折角だからフランスの料理も食べてみようと思う。ぶらぶら歩きながら、「English Spoken」と札の掛かったカフェに入る。Chiken Legsとコーヒー(52フラン)を注文して、歩道のテーブルにつく。料理が運ばれてくる。鶏もも肉を焼いたものに、フライドポテト(本当のフレンチフライだ。)とフランスパンのスライスが乗っている。想像していたよりシンプルな料理だ。道行く人を眺めながら(眺められながら?)食べる。出がけにトイレを借りる。

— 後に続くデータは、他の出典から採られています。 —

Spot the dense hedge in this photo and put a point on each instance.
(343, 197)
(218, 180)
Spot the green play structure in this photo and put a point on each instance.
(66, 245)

カレー駅横のバス乗り場へ戻る。来た道をバスで戻りホバー埠頭へ。売店でたばこを買う。Silk Cutが1カートン200フランだ。イギリスに比べると格段に安い。200カートンも買っていく人もいる。おみやげ用に1カートン購入する。ホバークラフトが到着し、下船が終わる。乗船客が行こうとするのを係員が制止する。どこからともなくタンクローリーが横付けする。給油するらしい。イギリスの意地か、タンクローリーはBPの塗装がされている。ドーバーに到着するまでに日が暮れる。暗闇の中を電車は走る。9時過ぎにチャリングクロス駅に到着する。歩いてホテルに戻ってもいいが、タクシーで戻る。(実は一度、ロンドンタクシーにも乗ってみたかった。)駅前で客待ちしているタクシーにホテルの名前を告げる。私の英語が下手なのか、運転手が場所を知らないのか、(たぶん前者)わからないという顔をする。ホテルの宿泊カードを見せる。運転手がうなずく。ドアを開けて乗り込む。リアシートはかなり広い。前向きに3人、後ろ向きに2人座れる。下手なリムジンより広いかもしれない。広い座席を一人で占領する。15分足らずでホテルの玄関に横付けされる。一旦降りてから料金を支払う。(運転席と客席の間に仕切があって降りないと払えない。)ホテルまで4ポンド20ペンス、そんなに高くない。お釣りもちゃんと渡してくれる。お釣りの中から50ペンスのチップを渡す。

部屋に戻りシャワーを浴びる。明日は早いので、夕食は食べに行かずに(フランスで食べたので)寝ることにする。